GANs machine learning models have been making headlines recently, especially for generating hyper-real faces (This Person Does Not Exist). So, I wanted to build a GAN network of my own.
What are GANs?
GANs stand for Generative Adversarial Networks. This model uses two independent neural agents who compete against each other. One agent is tasked with learning to create convincing forgeries, while the other is tasked with learning to catch forgeries. Coupled together, these adversaries can learn to generate incredibly convincing fake data.
Setting it up
This experiment is a spinoff from TensorFlow’s Deep Convolution Generative Adversarial Network tutorial. That walkthrough specifically discusses generating images of handwritten Arabic numerals. TensorFlow is a fantastic resource for open-source machine learning, and their website covers tutorials for all sorts of trending machine learning models.
The input data source was a subset of the comprehensive CASIA Chinese Handwriting Database. Specifically, it is the 178 characters of the HSK 1 test, prepared by Kaggle user Vitalii Kyzym. Using just 178 characters out of the thousands available was a matter of reducing the data storage requirements. Shown below is a sample of the input images:
To follow along or replicate the results of this model, open this notebook in Colab.
Various improvements were made to the DCGANs structure to improve learning for more complex images of Chinese characters. This included adjusting the layer sizes to fit more features in the input space and adding more convolutional layers to recognize more features of Chinese handwriting. In other words, the network was scaled up because at first glance Chinese characters tend to be more complicated to generate and discern than numbers 0–9.

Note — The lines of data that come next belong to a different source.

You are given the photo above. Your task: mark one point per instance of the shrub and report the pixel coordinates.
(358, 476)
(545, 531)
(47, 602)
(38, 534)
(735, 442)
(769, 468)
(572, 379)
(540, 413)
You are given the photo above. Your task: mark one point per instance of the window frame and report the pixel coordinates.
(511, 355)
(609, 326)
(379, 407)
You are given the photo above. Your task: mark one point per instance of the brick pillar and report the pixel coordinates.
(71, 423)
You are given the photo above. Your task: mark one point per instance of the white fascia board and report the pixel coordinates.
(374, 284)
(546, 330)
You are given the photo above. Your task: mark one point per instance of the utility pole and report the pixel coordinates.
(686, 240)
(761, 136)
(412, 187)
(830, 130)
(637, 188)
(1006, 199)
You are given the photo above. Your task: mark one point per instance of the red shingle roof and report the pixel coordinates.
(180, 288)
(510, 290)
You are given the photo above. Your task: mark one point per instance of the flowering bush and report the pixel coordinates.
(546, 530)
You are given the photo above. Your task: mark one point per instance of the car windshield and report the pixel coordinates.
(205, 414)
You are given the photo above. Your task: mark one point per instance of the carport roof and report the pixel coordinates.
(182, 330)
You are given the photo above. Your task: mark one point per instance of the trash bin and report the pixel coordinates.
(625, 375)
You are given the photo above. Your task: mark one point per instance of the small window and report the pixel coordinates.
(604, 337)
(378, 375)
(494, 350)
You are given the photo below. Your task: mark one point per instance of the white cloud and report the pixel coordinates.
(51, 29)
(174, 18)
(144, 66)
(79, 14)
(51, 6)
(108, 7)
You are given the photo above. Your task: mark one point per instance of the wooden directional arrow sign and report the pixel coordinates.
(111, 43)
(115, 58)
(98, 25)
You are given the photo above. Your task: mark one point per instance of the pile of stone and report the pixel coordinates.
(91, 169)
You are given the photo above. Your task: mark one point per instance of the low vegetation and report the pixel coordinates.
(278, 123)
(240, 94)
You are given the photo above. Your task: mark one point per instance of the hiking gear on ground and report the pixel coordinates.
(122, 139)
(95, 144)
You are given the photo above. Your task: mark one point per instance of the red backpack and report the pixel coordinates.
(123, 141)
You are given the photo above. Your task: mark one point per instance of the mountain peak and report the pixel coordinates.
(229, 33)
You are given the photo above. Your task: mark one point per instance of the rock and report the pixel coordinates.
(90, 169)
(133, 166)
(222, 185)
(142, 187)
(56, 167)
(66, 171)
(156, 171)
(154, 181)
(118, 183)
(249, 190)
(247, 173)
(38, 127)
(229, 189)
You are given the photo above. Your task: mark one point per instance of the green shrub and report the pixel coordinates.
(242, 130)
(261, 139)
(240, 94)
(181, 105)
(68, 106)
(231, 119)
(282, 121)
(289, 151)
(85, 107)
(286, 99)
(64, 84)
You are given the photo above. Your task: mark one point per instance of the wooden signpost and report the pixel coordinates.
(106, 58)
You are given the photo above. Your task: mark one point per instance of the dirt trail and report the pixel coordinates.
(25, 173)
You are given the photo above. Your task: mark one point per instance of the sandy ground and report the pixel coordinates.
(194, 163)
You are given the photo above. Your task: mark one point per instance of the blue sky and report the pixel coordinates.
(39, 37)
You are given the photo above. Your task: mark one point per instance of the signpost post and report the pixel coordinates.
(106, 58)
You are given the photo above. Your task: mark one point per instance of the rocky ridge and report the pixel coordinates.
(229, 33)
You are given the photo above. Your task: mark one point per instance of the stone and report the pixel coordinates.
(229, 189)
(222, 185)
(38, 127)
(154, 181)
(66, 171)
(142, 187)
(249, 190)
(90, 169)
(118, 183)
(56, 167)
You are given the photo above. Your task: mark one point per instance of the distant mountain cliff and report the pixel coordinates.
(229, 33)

Note that 300 epochs of training were achieved in 3 hours with the use of a Google Colab GPU as a part of a Colab Pro account. Training on a GPU is highly recommended. Especially on a free Colab account, if runtime is unchanged from CPU, the training becomes several magnitudes slower. For machine learning, GPU training is highly preferred over CPU.
Reviewing the results
Epoch 0
The neural network starts learning from literal random noise. It will eventually devise mathematical operations to transform this random noise into what it thinks Chinese looks like.
Epoch 12
The AI now understands Chinese as some vertical black things on a white background.
Epoch 28
Combinations of vertical and horizontal strokes emerge.
Epoch 37
Familiar shapes begin to emerge. One could potentially recognize a 说 or 品.
Epoch 65
More complex strokes emerge, resembling the hook of 或.
Epoch 88
Composition of strokes grow increasingly sophisticated and convincing. From a distance, I could think this looks like Chinese.
Epoch 173
The neural network generates a 土 and a 王.
Epoch 195
Are those radicals we are seeing? (Like the left portions of 很, 佷, and 恨.)
Epoch 266
No obvious improvements in the model from this point forward. Many uncanny shapes and forms in the 16-character sample: 基, 之, 书, 奴, and 店.
The style of Chinese
Chinese and English script differ aesthetically at a fundamental level. The English alphabet is primarily derived from languages with long histories of being carved into stone or marble. Chinese, on the other hand, was a language that evolved out of a history of being brushed with ink. It is for that reason that the alphabet features simple, straight lines or curves while Chinese “hanzi” commonly contain many fluid strokes.
It is remarkable to see a simple neural network find these latent features and replicate them. This has been my first use of my new Google Colab Pro subscription, and I’m looking forward to doing more with it in the near future!